Local actions are embracing concepts more familiar to older Australians including waste reduction and frugality, both valuable tools in the sustainability toolbox. Such tools ,far from threatening our enviable lifestyles can enhance them by freeing up money and time for other things.
Waste reduction is a no-brainer, yet still carries a stigma in some quarters of Australian society where conspicuous consumption continues to be seen as a virtue. The interesting thing about reducing waste is, as well as saving money, it creates growth in discretionary spending.
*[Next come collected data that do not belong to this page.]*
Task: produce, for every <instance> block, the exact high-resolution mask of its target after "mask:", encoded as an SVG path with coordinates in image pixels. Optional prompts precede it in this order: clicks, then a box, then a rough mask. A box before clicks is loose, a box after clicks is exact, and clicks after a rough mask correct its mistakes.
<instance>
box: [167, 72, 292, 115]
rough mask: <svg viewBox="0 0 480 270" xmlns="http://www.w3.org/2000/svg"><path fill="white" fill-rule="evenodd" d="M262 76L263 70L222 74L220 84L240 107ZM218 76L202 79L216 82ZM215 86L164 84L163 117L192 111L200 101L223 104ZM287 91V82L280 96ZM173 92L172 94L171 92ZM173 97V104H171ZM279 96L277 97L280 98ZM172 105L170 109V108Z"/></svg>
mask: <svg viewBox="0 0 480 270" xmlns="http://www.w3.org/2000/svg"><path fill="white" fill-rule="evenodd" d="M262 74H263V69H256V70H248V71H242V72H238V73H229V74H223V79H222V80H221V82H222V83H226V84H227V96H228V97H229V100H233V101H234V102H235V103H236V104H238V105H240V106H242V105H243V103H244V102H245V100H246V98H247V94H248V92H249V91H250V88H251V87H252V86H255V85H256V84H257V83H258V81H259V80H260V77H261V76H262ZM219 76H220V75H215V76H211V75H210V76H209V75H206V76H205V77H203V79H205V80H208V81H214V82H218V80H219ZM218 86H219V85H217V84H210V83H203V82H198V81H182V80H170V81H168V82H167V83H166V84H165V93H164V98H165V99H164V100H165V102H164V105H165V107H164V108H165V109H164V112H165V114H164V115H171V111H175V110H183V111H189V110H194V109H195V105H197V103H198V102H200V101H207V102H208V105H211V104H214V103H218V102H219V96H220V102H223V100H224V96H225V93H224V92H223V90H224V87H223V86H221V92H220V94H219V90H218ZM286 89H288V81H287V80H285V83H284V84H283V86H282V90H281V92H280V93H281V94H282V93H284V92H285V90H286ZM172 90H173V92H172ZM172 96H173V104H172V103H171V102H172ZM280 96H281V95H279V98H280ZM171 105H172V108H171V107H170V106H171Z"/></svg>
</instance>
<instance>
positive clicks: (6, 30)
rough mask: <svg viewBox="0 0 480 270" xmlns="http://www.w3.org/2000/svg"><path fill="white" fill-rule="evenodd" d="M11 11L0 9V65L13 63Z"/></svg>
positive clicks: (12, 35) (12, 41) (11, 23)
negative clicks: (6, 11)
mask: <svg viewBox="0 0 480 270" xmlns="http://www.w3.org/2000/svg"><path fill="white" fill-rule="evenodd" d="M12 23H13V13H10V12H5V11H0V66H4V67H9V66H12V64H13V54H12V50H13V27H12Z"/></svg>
Money not spent on waste can be used for life improving goods and services; this generates growth without increases in consumption, a holy grail in sustainable accounting.
Examples of unproductive waste are;
- leaving hot water systems turned on while away on holiday, consequently using power ($$$) to heat water no one will use while shortening the life of the heater
- filling our oversized 240 litre rubbish bins every week with things we’ve bought but do not need or want. I am thinking here about the large quantity of food we Australians buy ($$$) and discard, just in case we need it.
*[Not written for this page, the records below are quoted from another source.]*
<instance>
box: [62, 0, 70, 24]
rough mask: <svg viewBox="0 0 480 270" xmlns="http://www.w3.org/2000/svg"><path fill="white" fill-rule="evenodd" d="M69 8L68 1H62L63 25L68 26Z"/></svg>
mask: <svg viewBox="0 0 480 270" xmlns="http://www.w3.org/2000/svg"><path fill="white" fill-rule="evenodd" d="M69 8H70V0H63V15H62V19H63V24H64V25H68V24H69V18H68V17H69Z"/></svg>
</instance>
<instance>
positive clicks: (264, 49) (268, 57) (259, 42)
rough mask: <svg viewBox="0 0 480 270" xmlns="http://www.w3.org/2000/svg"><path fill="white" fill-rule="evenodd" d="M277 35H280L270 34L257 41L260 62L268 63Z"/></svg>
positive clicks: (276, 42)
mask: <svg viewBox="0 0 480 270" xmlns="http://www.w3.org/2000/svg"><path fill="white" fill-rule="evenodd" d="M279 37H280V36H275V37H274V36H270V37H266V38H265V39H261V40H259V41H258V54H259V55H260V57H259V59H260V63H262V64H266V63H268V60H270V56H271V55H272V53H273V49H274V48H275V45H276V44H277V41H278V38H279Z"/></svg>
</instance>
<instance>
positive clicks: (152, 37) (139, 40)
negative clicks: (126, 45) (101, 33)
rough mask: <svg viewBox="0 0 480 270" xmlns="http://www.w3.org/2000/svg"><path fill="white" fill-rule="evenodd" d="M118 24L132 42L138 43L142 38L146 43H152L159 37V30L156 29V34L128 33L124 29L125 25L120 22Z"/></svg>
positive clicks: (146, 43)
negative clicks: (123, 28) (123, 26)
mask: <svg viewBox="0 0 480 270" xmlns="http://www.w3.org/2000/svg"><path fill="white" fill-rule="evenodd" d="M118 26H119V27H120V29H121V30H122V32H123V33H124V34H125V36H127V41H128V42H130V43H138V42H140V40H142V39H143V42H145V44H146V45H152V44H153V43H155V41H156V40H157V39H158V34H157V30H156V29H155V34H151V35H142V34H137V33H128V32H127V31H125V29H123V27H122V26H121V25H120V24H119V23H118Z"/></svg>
Avoiding this waste is often just a matter of thinking ahead; throwing a switch or asking the question ‘do I need this and will it improve my life’ before buying something destined for the rubbish bin!
Frugality is the next step, where we make changes in the way we do things to reduce our consumption and again the good news is this should enhance all our lifestyles. For frugality to thrive we need a change in our mindset to place efficient use of physical resources foremost in our day to day decision-making. If you have 4 tasks to do that require driving try combining them in one trip, this may require changing the timing on a task or using a different supplier or shop, the good news is you free up time spent driving for more desirable pursuits. Around the home we can plan ahead to save power ($$$) in all sorts of ways, drying clothes on a line instead of using a dryer just requires a bit of thinking ahead.
Frugality is now the new design ethic. Rationalising the capabilities of equipment to not have redundant capacity is becoming popular. Whether that’s the Indian designed ECG machine (heart monitor) that costs a fraction of the price of conventional machines, the reduced complexity allows it to be portable, or an Australian family choosing a vehicle that meets their transport needs rather than buying a 4X4 that never leaves the tarmac because of some subconscious dream planted by advertisers.
So back home to Hulbert Street, what makes the community there so special? Many things, but in this context the whole street living as a family enhances frugality and reduces waste. Things not needed by one household are taken up by another releasing the full lifecycle capabilities of products. Street cooperation means for instance, only one vehicle goes to Bunnings on a Saturday morning rather than four. Also, a positive vision for the future results in issues being considered opportunities rather than problems. Without such a mindset initiatives like FreoFarm would not have developed. www.freofarm.wordpress.com
With waste reduction and frugality Australians can embark on a path of sustainability with an enhanced lifestyle. Now that’s a positive thought for the future.